数据结构 [期末]
Preface
既然认清了自己不是寄系人的事实, 我发现我已经飘了, 这下是复习不完了. 不过你要说这是啥整活操作… 好像也是欸.
(注: 因为时间来不及, 所以一些没有写代码. )
代码
;;; Data Struct
(defpackage :data-struct
(:use :cl))
(in-package :data-struct)
总的代码应该会放在 这个 地方.
一些帮助代码
虽然叫做帮助代码, 但是可能没啥帮助作用, 折叠了
杂项
生成一个比较函数:
(defun eq-to (value)
"Generate a compare func to test if equal to VALUE."
(lambda (another) (eq value another)))
根据规则提取列表中的元素:
(defun pick-elem-of (lst &optional (rule 'random))
"Pick elem of LST by RULE."
(if (null lst)
NIL
(cond ((eq rule 'first) (first lst))
((eq rule 'last) (car (last lst)))
((eq rule 'middle) (pick-elem-of 2))
((eq rule 'random) (nth (random (length lst)) lst))
((integerp rule) (nth (floor (/ (length lst) rule)) lst))
(T (pick-elem-of lst 'random)))))
过滤函数:
(defun filter (func lst &key (map NIL))
"Filter a LST by FUNC."
(loop for elem in lst
if (funcall func elem)
collect (if map (funcall map elem) elem) into success
else
collect (if map (funcall map elem) elem) into fail
finally (return (values success fail))))
列表
将一个列表中的元素使用某个元素连接在一起:
(defun join (lst &optional (spliter "~%"))
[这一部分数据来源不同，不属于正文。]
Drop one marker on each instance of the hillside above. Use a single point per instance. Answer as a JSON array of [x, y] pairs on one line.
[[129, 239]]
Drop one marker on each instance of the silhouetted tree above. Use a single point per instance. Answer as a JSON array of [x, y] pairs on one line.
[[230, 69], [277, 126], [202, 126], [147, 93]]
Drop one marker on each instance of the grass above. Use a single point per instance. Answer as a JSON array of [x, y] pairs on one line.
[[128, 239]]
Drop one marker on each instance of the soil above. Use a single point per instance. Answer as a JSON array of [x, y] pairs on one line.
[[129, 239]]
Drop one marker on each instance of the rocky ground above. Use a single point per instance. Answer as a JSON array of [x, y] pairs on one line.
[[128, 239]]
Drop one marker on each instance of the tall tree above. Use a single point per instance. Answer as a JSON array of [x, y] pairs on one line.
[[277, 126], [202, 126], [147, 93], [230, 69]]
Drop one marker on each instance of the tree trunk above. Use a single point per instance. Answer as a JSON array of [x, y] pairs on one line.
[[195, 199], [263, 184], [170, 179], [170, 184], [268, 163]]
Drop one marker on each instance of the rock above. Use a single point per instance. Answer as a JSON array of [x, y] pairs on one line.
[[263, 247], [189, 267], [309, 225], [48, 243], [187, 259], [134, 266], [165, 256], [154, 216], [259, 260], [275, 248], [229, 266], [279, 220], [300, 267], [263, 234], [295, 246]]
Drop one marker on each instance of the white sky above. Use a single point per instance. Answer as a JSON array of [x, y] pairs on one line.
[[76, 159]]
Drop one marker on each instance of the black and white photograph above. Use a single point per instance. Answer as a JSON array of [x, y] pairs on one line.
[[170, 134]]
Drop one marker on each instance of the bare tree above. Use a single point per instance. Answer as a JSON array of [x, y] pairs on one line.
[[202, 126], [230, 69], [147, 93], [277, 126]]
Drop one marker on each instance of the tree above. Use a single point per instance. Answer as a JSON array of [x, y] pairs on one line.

"Join elements in LST, splitted by SPLITER."
(cond ((null lst) "")
((= (length lst) 1) (format nil "~A" (first lst)))
(T (format nil "~A~A~A"
(first lst)
(format nil spliter)
(join (cdr lst) spliter)))))
矩阵计算
将矩阵进行一个转置操作:
(defun transpose (matrix)
(apply #'mapcar #'list matrix))
或者提取出矩阵中的某个元素:
(defmacro at (nested &rest indexs)
"Nested nth for NESTED via INDEXS.
For example: (at matrix row col) -> (nth col (nth row matrix))"
(if (null indexs)
nested
(cons 'at (cons `(nth ,(car indexs) ,nested) (cdr indexs)))))
树
树的表示
一棵树, 需要有节点和节点的叶子.
假设一颗树通过一个链表来进行表现:
(defvar *tree-example*
'(1
(2 (5 6) 7)
(3 (8 9 10) 11)
(4 12 13 14)))
数据结构的一些读取
测试一个元素是否为树的叶子:
(defun leafp (elem)
"Test if an ELEM is a leaf."
(atom elem))
读取节点的值:
(defun tree-node (elem)
"Read node info from ELEM."
(if (leafp elem)
elem
(first elem)))
读取节点的叶子:
(defun tree-leaf (elem)
"Read leaves of ELEM."
(if (leafp elem)
NIL
(rest elem)))
历遍树
倘若想要历遍一颗树, 通常有两种方法. (对于二叉树, 实际上还会多一种先序遍历. )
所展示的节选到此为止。